Coronavirus, torna il lockdown in Scozia. In Inghilterra Johnson annuncerà stasera le nuove restrizioni

Nel Regno Unito è polemica sul rientro in classe frenato dalle autorità locali, dopo l’allarme del governo. In Scozia la variante del virus preoccupa la premier

SCOZIA

EPA/ROBERT PERRY | Glasgow, Scozia, 29 dicembre 2020

Nuovo lockdown a partire da domani

A partire dalla mezzanotte tra il 4 e il 5 gennaio, la Scozia tornerà in lockdown. I contagi da Coronavirus nel Paese hanno subito una nuova impennata, alimentata dalle varianti del virus registrate nelle ultime settimane. A darne notizia è stata la first minister del governo locale, Nicola Sturgeon. Sturgeon si è detta «più preoccupata che a marzo» e ha dichiarato che il provvedimento durerà fino a «3 o 4 settimane». Nelle prossime ore è attesa la decisione del governo centrale britannico, impegnato anche nella formalizzazione, in Inghilterra, della stretta già preannunciata dal premier Boris Johnson.


USA

EPA/Chris Kleponis | Il capo del programma di vaccinazione americano Warp Speed Moncef Slaoui

L’idea del capo di Warp Speed: raddoppiare le dosi del vaccino Moderna

Nel tentativo di accelerare la copertura vaccinale che anche negli Stati Uniti registra una partenza a rilento, il capo del programma federale Warp Speed, il dottor Moncef Slaoui, ha proposto di dimezzare le dosi somministrate del vaccino Moderna contro il Coronavirus per raddoppiare il numero di persone che potrebbero riceverlo.

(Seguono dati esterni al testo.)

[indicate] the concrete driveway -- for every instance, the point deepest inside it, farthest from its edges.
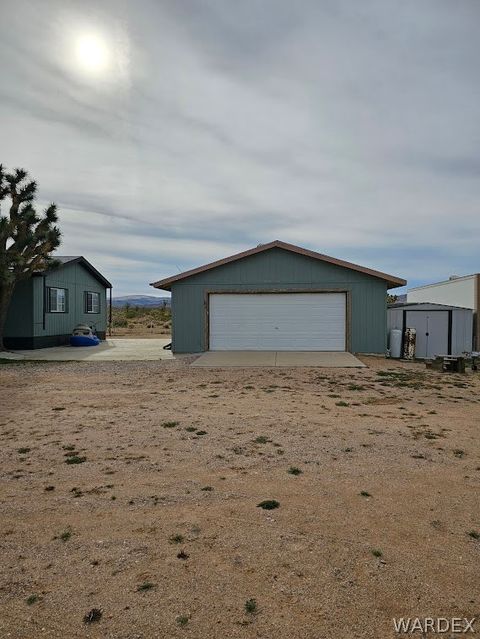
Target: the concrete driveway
(247, 359)
(110, 350)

In un’intervista alla Cbs, Slaoui ha citato i dati degli studi clinici di Moderna, secondo cui le persone tra i 18 e i 55 anni che hanno ricevuto due dosi da 50 microgrammi hanno mostrato «una risposta immunitaria identica» a chi ne ha ricevute da 100 microgrammi, come prevede al momento lo standard approvato dalla Fda.

Un portavoce di Moderna, Ray Jordan, citato dal New York Times, non ha commentato l’idea di Slaoui, ma ha comunque chiarito che gli studi clinici in fase avanzata della casa farmaceutica si sono concentrati sul regime di due dosi da 100 microgrammi, somministrate a distanza di quattro settimane, grazie al quale l’azienda ha ottenuto il via libera dall’agenzia del farmaco americana. Diversi dubbi sono emersi nella comunità scientifica sulla proposta di Slaoui, vista più come una soluzione ai ritardi nelle somministrazioni dei vaccini, piuttosto che a una strada basata su basi scientifiche.

REGNO UNITO

EPA/ANDREW PARSONS | Il premier britannico Boris Johnson mentre gioca con alcuni alunni in una scuola del Kent l’estate scorsa

Le incognite sulla riapertura delle scuole britanniche

A poche ore dal ritorno in classe per milioni di alunni nel Regno Unito, il governo guidato da Boris Johnson ha annunciato nuove misure restrittive. Il primo ministro britannico si rivolgerà stasera alla nazione dagli schermi della tv. La stretta si è resa necessaria a fronte dell’ultima impennata di contagi nel Regno Unito, al ritmo di oltre 50.000 nuovi casi al giorno. Tra i provvedimenti è compresa una nuova chiusura delle scuole, dopo aver ammesso che «il virus è fuori controllo». Come riporta il Guardian, diversi responsabili scolastici locali hanno già deciso di non riaprire le scuole da oggi lunedì 4 gennaio, soprattutto a Newcastle, Gateshead e Manchester dove i dati sui contagi sono tornati a preoccupare. Il ritorno a scuola era previsto in tutte le aree considerate in emergenza, escluse 60 zone, tra cui Londra, vaste aree dell’Essex e del Kent.